Nicolas Martin s'occupe d'enfants âgés de 9 à 12 ans, provenant d'une dizaine de pays et parlant autant de langues : "Ce type de classe ouvre et ferme ses portes au gré des besoins. On y accueille des enfants qui viennent de pays non francophones pour la plupart, leurs parents sont généralement en situation très précaire, certains n'ont jamais fréquenté un banc d'école, n'ont jamais vu un livre, ne savent pas même écrire leur langue et parlent un dialecte de leur région."

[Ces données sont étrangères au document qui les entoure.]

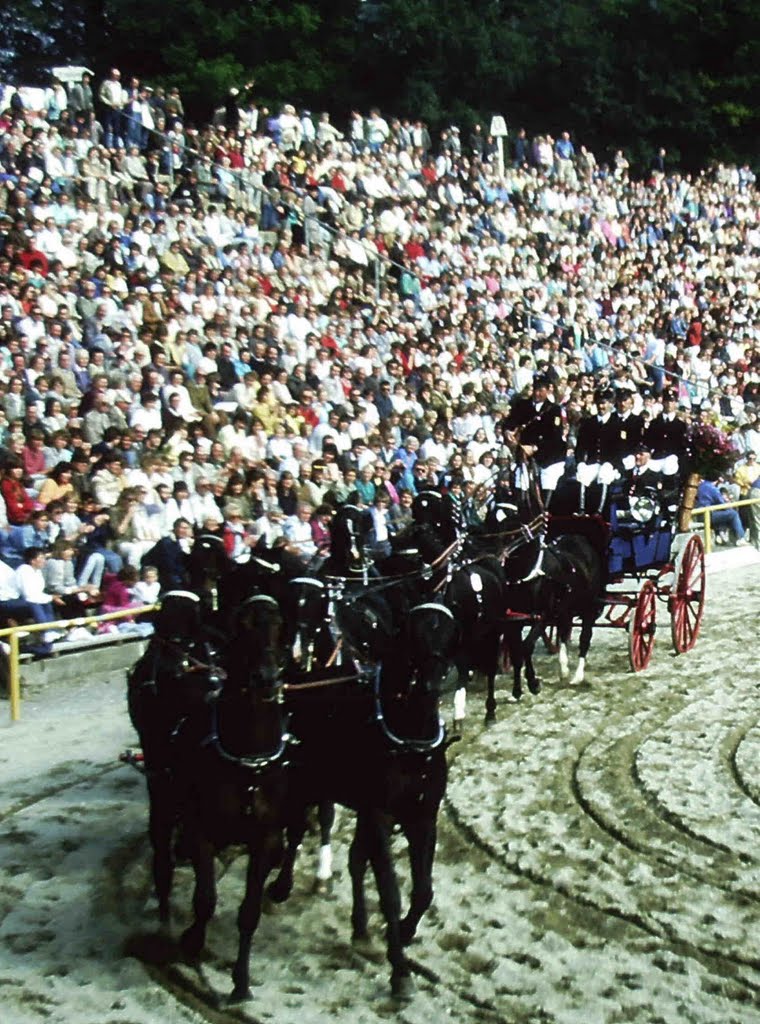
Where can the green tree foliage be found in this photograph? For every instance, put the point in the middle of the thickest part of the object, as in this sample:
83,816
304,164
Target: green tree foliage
638,74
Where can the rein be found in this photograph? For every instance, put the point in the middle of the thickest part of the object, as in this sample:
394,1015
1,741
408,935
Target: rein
257,763
404,743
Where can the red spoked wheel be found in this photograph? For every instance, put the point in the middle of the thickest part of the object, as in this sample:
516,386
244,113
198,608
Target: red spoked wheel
642,627
687,598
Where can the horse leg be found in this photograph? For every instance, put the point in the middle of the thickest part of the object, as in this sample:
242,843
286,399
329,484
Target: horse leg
587,629
376,842
326,815
563,632
513,641
526,649
357,860
161,826
204,898
281,888
260,863
421,837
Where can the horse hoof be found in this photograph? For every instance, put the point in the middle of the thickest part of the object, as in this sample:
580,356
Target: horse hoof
323,887
279,892
402,986
237,996
361,940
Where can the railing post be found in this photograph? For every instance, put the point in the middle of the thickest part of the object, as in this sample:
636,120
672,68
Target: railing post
14,682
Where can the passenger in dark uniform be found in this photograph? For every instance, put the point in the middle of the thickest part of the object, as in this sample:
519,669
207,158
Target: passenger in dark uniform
595,451
627,430
667,436
537,427
640,501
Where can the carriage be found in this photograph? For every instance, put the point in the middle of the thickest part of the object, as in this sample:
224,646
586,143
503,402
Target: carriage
649,563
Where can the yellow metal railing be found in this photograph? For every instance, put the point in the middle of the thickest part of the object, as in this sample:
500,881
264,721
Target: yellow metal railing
719,508
12,632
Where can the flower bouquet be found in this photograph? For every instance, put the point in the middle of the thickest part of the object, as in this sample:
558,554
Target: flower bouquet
711,455
712,451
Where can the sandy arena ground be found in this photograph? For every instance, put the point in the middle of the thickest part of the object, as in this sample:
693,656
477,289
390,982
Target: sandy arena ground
598,861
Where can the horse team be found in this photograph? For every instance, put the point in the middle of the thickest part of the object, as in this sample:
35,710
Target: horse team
267,690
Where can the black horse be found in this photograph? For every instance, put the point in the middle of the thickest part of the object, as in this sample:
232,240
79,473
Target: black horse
230,768
173,680
377,745
465,577
550,579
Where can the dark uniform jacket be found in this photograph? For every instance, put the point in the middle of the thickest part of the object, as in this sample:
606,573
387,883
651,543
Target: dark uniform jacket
171,561
625,434
596,440
542,427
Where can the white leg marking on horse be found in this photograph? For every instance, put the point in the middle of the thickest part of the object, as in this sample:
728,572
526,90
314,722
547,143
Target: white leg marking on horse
580,672
325,867
563,663
460,704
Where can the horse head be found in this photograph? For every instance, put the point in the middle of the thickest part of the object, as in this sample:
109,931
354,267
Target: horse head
349,532
365,621
209,566
255,655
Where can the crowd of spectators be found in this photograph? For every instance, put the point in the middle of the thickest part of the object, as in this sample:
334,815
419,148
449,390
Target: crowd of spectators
240,326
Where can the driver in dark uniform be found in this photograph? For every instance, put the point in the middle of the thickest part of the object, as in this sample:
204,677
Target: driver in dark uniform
666,436
536,425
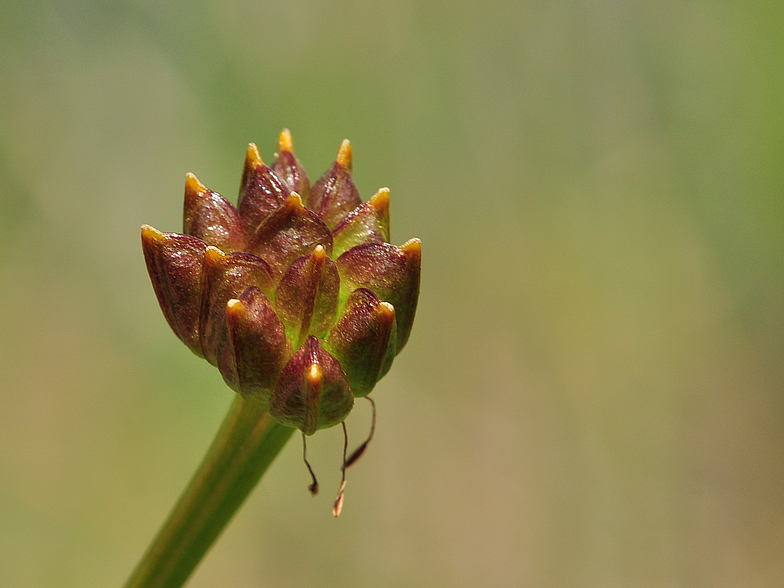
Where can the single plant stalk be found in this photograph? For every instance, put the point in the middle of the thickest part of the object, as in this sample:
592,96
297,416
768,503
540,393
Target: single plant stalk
246,444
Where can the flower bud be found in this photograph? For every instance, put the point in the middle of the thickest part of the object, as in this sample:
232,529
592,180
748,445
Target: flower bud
296,295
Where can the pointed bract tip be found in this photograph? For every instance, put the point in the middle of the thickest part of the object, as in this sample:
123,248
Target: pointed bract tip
234,307
285,142
319,253
192,184
412,246
214,255
387,311
380,200
294,201
344,156
152,235
252,156
314,374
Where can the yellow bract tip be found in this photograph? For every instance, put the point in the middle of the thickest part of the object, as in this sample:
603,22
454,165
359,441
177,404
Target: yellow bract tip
387,310
192,184
152,235
380,200
252,156
412,246
214,255
344,157
284,141
294,201
234,306
314,374
319,253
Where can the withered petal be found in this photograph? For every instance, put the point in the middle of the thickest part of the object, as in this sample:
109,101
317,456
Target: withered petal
391,272
368,223
313,392
226,276
307,295
174,263
288,233
261,191
363,340
258,343
210,217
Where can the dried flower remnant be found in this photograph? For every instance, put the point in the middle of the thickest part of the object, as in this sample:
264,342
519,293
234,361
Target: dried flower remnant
296,294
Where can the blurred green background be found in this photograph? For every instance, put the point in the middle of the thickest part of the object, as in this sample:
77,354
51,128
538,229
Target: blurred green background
592,394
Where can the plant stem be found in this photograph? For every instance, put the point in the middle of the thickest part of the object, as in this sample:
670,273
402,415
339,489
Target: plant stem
244,447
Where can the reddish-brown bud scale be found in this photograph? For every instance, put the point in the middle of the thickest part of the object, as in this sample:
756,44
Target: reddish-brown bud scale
296,295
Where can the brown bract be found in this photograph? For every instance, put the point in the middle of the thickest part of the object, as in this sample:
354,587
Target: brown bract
296,295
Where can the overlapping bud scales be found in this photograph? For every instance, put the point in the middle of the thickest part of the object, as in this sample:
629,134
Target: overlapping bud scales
296,295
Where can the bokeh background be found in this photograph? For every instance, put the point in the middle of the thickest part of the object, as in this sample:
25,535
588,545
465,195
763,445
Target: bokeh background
592,394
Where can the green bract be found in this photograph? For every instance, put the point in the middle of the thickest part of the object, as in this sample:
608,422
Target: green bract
296,294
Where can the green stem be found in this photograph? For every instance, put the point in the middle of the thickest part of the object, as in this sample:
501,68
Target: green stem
244,447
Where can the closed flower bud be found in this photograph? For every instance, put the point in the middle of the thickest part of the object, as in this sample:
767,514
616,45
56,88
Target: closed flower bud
295,294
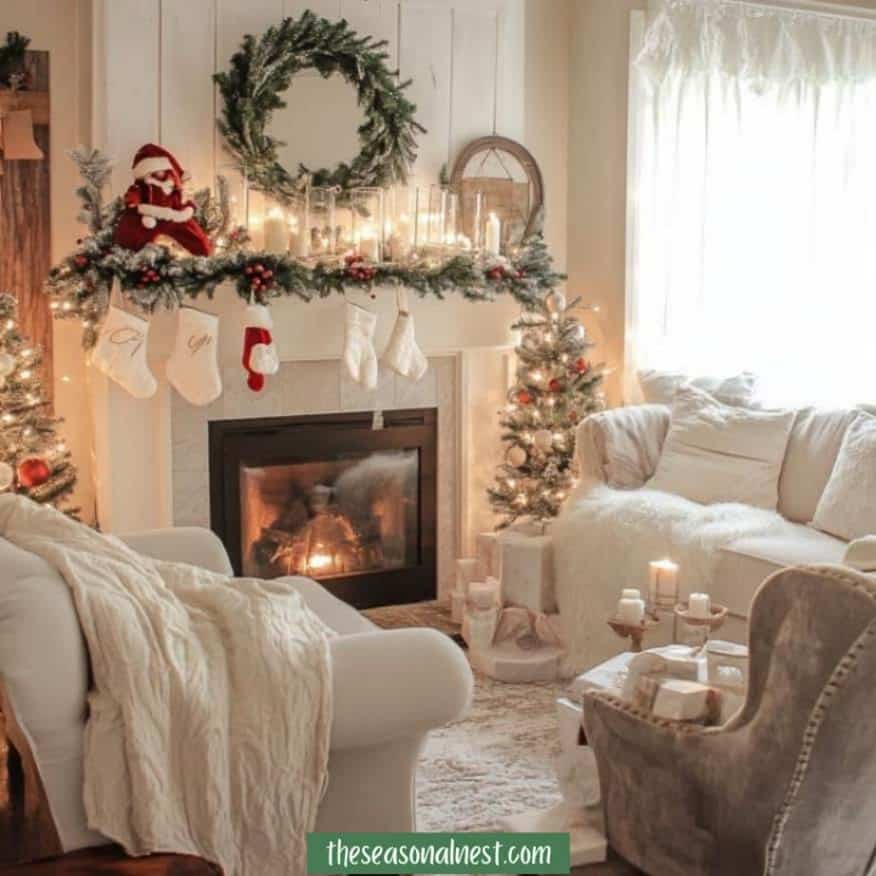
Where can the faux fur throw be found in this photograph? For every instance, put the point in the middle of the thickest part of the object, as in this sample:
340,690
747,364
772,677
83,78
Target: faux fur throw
605,539
210,713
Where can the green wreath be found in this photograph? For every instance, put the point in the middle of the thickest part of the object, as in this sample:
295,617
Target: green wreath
262,70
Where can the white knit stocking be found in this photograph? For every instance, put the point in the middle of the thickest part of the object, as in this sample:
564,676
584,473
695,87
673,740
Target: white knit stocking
120,352
359,355
193,367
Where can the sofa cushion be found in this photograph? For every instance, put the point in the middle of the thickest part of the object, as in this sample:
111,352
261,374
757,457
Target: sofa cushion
44,666
659,387
747,562
719,453
812,451
847,508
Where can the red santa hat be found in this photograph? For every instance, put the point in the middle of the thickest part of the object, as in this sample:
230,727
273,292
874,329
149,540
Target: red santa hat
152,158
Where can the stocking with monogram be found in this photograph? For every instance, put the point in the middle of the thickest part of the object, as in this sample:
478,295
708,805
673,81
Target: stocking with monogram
120,352
193,367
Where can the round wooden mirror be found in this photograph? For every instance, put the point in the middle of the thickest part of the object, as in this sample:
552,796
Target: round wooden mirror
503,175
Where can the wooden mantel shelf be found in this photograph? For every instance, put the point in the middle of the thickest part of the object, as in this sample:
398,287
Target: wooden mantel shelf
36,101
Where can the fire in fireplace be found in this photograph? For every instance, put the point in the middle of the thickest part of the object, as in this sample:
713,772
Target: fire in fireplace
355,513
332,498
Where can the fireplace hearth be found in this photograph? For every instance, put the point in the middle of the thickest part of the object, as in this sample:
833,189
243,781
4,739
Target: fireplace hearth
330,497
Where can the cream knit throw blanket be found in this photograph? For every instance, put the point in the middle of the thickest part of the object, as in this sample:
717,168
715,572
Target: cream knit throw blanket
210,712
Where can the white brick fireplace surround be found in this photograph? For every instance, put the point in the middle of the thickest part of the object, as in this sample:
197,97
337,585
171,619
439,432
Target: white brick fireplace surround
468,62
152,456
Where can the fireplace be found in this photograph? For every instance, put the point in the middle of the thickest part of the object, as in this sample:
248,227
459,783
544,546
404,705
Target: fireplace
337,497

"Il n'y a pas de méthode miracle, il faut faire preuve de créativité. La commission scolaire nous donne des outils, il existe du matériel pédagogique, mais le programme est plus ouvert que dans les classes régulières. Et, pour ma part, je préfère créer mes propres outils. […] Je ne sais pas à l'avance quel type d'élèves je vais avoir. Des francophones sous-scolarisés ou des non-francophones ayant un bon niveau scolaire dans leur langue ? La démarche n'est pas la même du tout."